Typecasts are performed with the `as` operator, as in

    as char 7

to represent a bell.

EXERCISE:  Implement type variables, so that one could define
functions like

    `1 `2 swap `2 `1 $2 $1

...which would be applicable no matter what types were passed to and
received from `swap`, as long as the types were consistent (all
`` `1 ``'s are the same type and all `` `2 ``'s are the same type, for any
given application of `swap`.)

There are several ways one may want to attempt this.  One is by
using the process of _unification_ to make sure all type variables
are used consistently.  Adding this to Sally may be excessively
tricky because of the way it does type checking.  With a stack of
types, there may be a more efficient algorithm for replacing type
variables with instances, and subsequently checking them for
consistency.

Libraries, Side Effects, and `main`
-----------------------------------

Libraries can be included before the first function definition in a
program.  There is no special "include" token, the library is simply
named, and if a file named that (plus the extension `.sal`) is located,
it is (virtually) inserted into that point in the program.

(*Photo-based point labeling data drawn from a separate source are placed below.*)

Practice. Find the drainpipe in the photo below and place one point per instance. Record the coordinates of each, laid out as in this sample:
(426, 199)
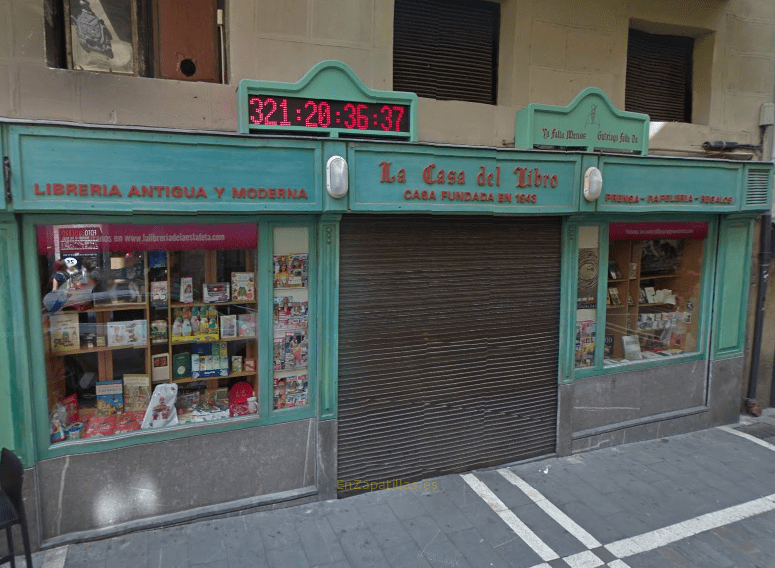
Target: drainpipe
(764, 264)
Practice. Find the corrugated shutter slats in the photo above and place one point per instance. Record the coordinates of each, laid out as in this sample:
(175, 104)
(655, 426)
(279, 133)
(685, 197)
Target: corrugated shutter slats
(448, 344)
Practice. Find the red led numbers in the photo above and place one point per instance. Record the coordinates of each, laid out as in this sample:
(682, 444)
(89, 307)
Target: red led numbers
(326, 114)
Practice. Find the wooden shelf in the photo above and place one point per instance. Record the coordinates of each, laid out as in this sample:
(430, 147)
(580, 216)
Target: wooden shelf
(110, 308)
(202, 379)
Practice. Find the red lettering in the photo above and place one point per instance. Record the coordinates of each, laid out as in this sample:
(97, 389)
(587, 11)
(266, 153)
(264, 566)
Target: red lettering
(427, 174)
(386, 177)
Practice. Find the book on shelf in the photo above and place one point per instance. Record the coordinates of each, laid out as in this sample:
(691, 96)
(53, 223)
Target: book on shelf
(181, 365)
(613, 295)
(631, 347)
(246, 325)
(228, 327)
(160, 368)
(282, 272)
(64, 330)
(110, 397)
(159, 293)
(243, 286)
(137, 392)
(608, 345)
(613, 270)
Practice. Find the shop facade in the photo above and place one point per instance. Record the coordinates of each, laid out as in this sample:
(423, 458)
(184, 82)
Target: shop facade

For example, many of the sample programs begin with the token
`stdlib`.  This loads the file `stdlib.sal` into that point in the
program, introducing a handful of function prototypes.

Libraries are also how Sally deals with side effects.  The philosophy
is that if the programmer wants to disturb the purity of the functional
paradigm by introducing side effects, they may do so, but they will be
made clearly aware of the fact.

Having said that, Sally can only perform side-effect communications
by including the library called `sidefxio` -- thus reminding the
programmer that there are side effect communications at work in the
following program.

Without including this library Sally is limited to batch
communications.

In both schemes, the function called `main` is the function which is
applied when the entire program is run.  `main` may have any number
of arguments and any number of return values, although they may only
be of `int` type.  For each argument, a value is required as a
command-line argument when the program is run; for each result, the
resultant value is displayed at the end of the program.

This little communications scheme is minimal, and limited, but it
does not introduce any side effects in any way, and is capable of
communicating any Turing-solvable problem, so it has some things
going for it.  To get around the limitations, however, you have to
resort to side effect I/O, where you can use the `print` and
`input` functions to report and obtain information from the user
while the program is running.

EXERCISE:  Loosen the constraints on the type of the `main`
function - allow arguments and return values of type `char`.

EBNF Grammar
------------

    Program     ::= {Definition}.
    Definition  ::= {Library} {Type} Name {Type}
                    ("type" | "proto" | {Application}).
    Type        ::= "int" | "char" | "like" Name | Name.
    Application ::= Primitive
                  | "$" Number
                  | (Name | "do" Number) {Instr}
                  | "as" {Type} Instr
                  | "if" Instr Instr Instr
                  | "the" Name.
    Primitive   ::= <<an integer notated in decimal like 123>>
                  | <<a character preceded by a single quote like 'A>>.

Change Log
----------

2000.0226

- Original release.
  
2003.1104

- Added GNU Makefile.
- Added `bin/` and `lib/` subdirectories.
- Split `sally.c` into `sally.c` and `runtime.c`.
- Added `libsally` library.

2010.0428

- Made compilable with `-ansi -pedantic`.
- Made documentation conform to XHTML 1.0 Strict.

2011.1231

- Converted language document into Markdown format.
- Merged change log into main document.